When people ask me why I’ve never entered the Matchbox, I try to say something less embarrassing than “I am very confused and intimidated by exercise machines.” I usually go with a romantic half-truth about how I’d much prefer to be active outside the concrete and glass walls of a gym, say, by running through the Crum or biking around town. At this point, people usually point out that I don’t do those things either (“Sam…you don’t even own a bike.”), and that the stationary bikes at the Matchbox have a simulation mode that show videos of virtual outdoor scenery anyway. Whatever.

While my PE credit tap dance class and frequent procrastination-inspired walks around campus account for an adequate amount of physical activity in my life (I think), my Matchbox hesitations have denied me access to what I understand to be a prominent component of Swarthmore social life. Though I can’t help but imagine that the place is exclusively filled with all of the bulky dudes who sit at Sharples tables A1-3, or like, only the people who put two glasses of Powerade on their lunch trays, I realize a large, diverse population of Swatties work out at the Matchbox all the time. Regardless, my NARP tendencies run so deep that I am always doubtful that any of my non-athletic, non-truck shaped peers ever make their way to the Matchbox, despite the large quantity of evidence to the contrary.

With winter arriving quickly, and with it my desire to only eat ramen and hibernate, I’d love to make better use of the Matchbox’s expansive, state-of-the-art, 21,000 square feet. But I still haven’t swallowed my fears of 1) high-tech exercise machines or 2) sweating in front of my classmates. Luckily, with regards to Fear #1, I’ve learned, from doing some cursory research for this article, that I can make an appointment through the Matchbox’s website to learn how to use the gym equipment. How thoughtful! Leave it to the Matchbox to cater to Swatties’ bookish work out-phobia. There must be other fearful Swatties like me…right?

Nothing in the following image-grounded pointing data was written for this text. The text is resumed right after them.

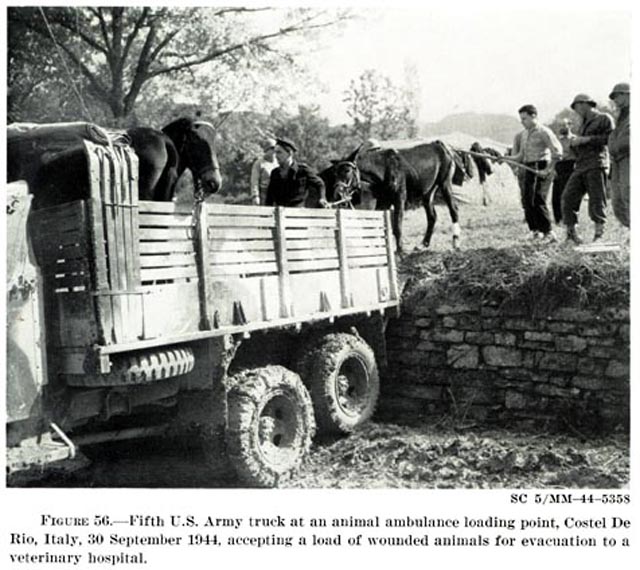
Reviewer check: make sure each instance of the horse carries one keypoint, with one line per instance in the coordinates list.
(408, 177)
(62, 176)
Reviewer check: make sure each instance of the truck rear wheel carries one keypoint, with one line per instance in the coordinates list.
(270, 424)
(342, 376)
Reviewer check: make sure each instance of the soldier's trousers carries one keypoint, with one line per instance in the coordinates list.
(620, 190)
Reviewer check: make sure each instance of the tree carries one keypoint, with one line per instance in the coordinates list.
(378, 108)
(113, 54)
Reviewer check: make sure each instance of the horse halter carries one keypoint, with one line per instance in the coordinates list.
(345, 190)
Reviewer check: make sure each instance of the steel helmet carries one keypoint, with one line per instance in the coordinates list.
(582, 98)
(620, 88)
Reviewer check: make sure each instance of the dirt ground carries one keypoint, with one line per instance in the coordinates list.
(382, 456)
(389, 455)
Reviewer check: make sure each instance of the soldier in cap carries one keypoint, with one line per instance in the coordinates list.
(539, 150)
(293, 183)
(261, 172)
(619, 147)
(590, 172)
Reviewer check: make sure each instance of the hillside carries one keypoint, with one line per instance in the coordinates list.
(501, 128)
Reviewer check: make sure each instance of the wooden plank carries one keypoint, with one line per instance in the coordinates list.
(61, 211)
(182, 321)
(239, 210)
(313, 265)
(168, 260)
(52, 241)
(241, 256)
(306, 254)
(319, 243)
(365, 223)
(239, 233)
(165, 221)
(366, 242)
(131, 316)
(264, 268)
(168, 273)
(178, 338)
(67, 266)
(242, 245)
(71, 281)
(165, 234)
(366, 251)
(135, 300)
(284, 284)
(309, 213)
(112, 242)
(371, 261)
(202, 261)
(97, 251)
(310, 223)
(148, 207)
(242, 222)
(364, 214)
(345, 284)
(311, 233)
(156, 247)
(363, 232)
(122, 250)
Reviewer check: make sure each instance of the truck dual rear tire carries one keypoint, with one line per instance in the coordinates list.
(341, 374)
(270, 425)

As for Fear #2, people love to tell me that no one cares what I look like at the gym. But I know that’s not entirely true because looking at other people at the Matchbox is partly why I want to go at all. Who’s lifting what these days? How much time did so-and-so put in on the stairmaster? What does that cute guy from my English class look like when he does sit-ups? I know it’s a two-way street though: I have to be willing to let other people look at me when I lift and stairstep and do sit-ups if I want to look at them while they do the same. Perhaps, though, I should welcome watchful Swattie eyes: maybe when I inevitably visibly (but adorably) struggle to make sense of rowing machines, some toned dreamboat will come to my rescue, fall madly in love with me, and attest to the Matchbox’s matchmaking namesake.

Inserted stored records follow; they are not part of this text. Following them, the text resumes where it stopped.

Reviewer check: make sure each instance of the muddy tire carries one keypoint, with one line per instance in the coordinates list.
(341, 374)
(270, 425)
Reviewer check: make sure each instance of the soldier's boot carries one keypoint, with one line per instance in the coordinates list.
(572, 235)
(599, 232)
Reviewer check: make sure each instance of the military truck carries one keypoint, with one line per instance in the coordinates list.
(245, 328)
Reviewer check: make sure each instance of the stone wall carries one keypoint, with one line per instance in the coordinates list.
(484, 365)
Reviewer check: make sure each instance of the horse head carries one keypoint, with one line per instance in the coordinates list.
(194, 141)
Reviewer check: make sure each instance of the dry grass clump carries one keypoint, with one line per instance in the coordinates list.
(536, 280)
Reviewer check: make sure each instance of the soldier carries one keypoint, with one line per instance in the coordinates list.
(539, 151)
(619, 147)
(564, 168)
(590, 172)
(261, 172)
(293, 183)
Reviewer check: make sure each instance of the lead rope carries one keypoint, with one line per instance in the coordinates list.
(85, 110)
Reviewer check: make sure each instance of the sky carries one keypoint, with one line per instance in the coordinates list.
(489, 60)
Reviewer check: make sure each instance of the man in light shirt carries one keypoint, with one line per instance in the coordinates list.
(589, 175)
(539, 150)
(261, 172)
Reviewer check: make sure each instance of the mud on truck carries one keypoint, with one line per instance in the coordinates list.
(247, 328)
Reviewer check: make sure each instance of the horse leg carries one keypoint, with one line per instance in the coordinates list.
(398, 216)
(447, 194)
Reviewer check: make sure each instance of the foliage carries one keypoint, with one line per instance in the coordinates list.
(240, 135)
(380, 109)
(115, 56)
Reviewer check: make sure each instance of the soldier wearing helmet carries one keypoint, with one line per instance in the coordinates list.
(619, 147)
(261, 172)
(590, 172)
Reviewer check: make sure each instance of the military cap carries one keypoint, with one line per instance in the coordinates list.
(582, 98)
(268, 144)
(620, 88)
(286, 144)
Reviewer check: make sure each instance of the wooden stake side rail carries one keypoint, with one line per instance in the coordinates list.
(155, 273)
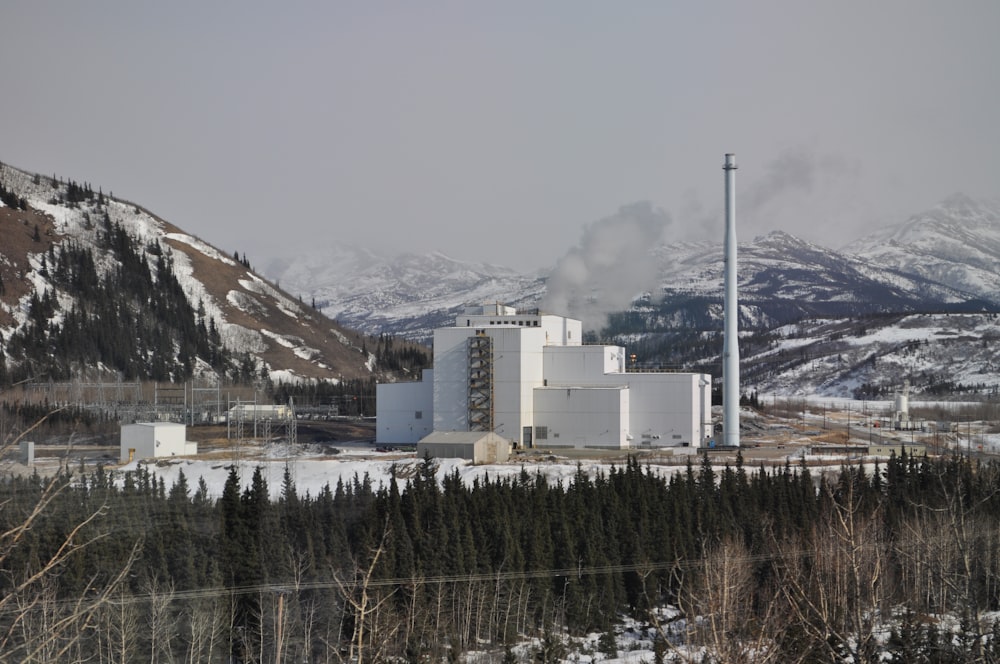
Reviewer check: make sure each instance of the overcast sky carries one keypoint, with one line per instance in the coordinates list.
(497, 131)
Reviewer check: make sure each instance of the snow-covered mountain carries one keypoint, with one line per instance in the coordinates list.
(407, 295)
(64, 243)
(926, 284)
(956, 243)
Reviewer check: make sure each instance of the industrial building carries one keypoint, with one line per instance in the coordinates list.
(527, 377)
(150, 440)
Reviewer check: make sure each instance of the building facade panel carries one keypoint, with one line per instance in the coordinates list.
(582, 417)
(405, 410)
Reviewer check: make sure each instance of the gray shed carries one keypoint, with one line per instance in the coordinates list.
(478, 446)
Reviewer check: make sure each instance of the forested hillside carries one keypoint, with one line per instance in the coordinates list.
(764, 566)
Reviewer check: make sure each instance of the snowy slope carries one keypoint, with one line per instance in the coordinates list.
(956, 243)
(252, 316)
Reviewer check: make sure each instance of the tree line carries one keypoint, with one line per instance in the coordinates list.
(764, 565)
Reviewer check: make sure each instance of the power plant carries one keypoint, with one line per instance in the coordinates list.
(731, 342)
(526, 378)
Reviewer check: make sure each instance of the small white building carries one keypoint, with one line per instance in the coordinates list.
(152, 440)
(527, 377)
(480, 447)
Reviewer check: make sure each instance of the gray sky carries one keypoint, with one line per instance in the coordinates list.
(498, 131)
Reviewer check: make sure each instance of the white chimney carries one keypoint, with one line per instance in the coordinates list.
(731, 347)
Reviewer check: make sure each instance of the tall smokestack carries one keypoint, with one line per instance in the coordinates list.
(731, 348)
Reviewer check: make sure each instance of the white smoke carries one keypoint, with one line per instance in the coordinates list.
(610, 267)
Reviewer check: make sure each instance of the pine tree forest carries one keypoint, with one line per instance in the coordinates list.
(762, 565)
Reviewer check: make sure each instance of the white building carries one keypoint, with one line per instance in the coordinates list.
(149, 440)
(528, 378)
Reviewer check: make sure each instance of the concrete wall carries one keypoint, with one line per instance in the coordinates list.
(405, 410)
(517, 370)
(582, 417)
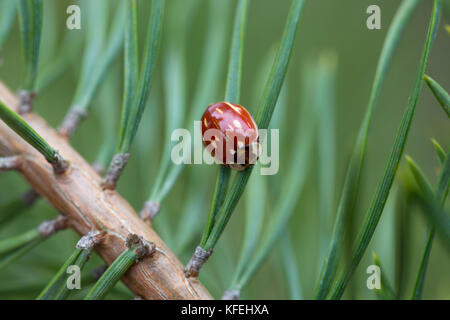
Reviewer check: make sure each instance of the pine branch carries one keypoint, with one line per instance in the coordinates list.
(87, 207)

Only time will tell if I ever actually end up going to the gym. To be honest, people are so amused when I say I’ve never been to the Matchbox that I’m a little bit hesitant to let that conversation starter go, even when my physical health is potentially on the line. Plus, my mushy belly and indifference to my own bodily wellbeing is all part of my carefully curated cute-alt-girl-who-hangs-out-on-the-internet facade. At least, that’s what I tell myself when I realize I’ve spent the day watching Project Runway and eating cheetos in my bed.